Searching for a drug target, Dyer’s team discovered that patients with retinoblastoma have increased levels of MDMX, which sequesters p53, a tumor suppressor, and leads to cell proliferation and tumor development. MDMX is amplified in 65 percent of patients and epigenetically turned on in the rest.

Now having a target to go after, Dyer and colleagues developed a model in which the MDMX gene was conditionally over expressed in the mice that develop retinoblastoma. This resulted in a much more aggressive disease in these animals—providing a new model to test chemotherapeutics. Not wanting to rely solely on a genetic model, they also developed a “xenographic” mouse model in which human tumor cells are transplanted to an eye of an immunocompromised mouse. This results in virtually 100 percent engraftment with tumors expressing high levels of MDMX. Collaborations with his chemical biology colleagues, who were able to synthesize an MDMX inhibitor, and clinicians, who provided medical information and tumor specimens, enabled Dyer to begin a preclinical trial focused on inhibiting MDMX.

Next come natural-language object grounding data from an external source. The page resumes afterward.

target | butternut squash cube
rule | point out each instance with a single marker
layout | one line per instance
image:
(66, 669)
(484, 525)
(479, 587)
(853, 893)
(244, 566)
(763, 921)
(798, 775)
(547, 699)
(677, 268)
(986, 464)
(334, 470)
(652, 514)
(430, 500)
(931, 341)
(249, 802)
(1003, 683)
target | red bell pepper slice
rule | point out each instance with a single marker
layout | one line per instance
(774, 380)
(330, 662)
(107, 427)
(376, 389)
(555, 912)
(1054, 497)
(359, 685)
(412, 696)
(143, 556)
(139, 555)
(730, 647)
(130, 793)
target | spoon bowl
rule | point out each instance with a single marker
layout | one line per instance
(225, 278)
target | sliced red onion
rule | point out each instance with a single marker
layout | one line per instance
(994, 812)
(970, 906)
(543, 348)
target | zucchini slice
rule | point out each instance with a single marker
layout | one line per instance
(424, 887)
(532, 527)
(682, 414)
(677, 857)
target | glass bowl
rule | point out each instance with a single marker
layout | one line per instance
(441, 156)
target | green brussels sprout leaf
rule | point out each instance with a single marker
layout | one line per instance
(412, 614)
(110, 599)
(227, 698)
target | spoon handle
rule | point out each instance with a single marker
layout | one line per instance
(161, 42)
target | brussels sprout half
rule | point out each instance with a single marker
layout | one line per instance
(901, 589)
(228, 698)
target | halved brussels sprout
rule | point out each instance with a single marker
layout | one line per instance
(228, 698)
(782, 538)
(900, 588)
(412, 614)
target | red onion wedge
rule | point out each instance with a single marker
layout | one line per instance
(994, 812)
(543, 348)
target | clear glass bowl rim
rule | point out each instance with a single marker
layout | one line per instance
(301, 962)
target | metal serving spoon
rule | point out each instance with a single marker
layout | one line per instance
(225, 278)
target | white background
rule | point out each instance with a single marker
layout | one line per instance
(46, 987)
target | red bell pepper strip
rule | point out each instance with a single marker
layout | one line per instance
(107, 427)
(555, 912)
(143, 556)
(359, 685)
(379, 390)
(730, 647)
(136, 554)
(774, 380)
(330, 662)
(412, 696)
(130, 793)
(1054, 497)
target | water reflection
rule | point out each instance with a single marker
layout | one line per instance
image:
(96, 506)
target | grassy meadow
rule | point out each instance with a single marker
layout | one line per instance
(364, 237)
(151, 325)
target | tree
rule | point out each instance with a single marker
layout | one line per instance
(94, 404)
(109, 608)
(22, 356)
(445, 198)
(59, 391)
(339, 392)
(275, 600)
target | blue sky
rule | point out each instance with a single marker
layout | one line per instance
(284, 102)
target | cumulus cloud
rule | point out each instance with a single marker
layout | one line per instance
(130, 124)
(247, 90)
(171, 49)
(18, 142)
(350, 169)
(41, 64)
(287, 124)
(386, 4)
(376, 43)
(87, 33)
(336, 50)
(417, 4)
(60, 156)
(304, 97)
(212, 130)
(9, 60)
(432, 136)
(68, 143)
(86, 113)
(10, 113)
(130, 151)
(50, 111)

Dyer believes that the process by which basic investigators can translate their discoveries into clinical applications could be emulated at most major medical or academic research centers. The building blocks important for driving translation, such as strong basic science departments, animal research facilities, pharmacology and pathology departments, and clinical trial support are already in place. He also noted that some translational work can be done with relatively few resources if one acts creatively. He received no support from St. Jude to fund these studies directly. Rather, Dyer built on a one-year pilot grant of $50,000 and cobbled the rest together through other sources.

The challenge, he said, is changing the culture. Emphasizing the value of translational research to both basic and clinical scientists, encouraging communications between basic and clinical scientists, mentoring, and understanding the clinical reality of disease progression and therapeutic interventions are all important for increasing participation in translational research and ultimately improving human health.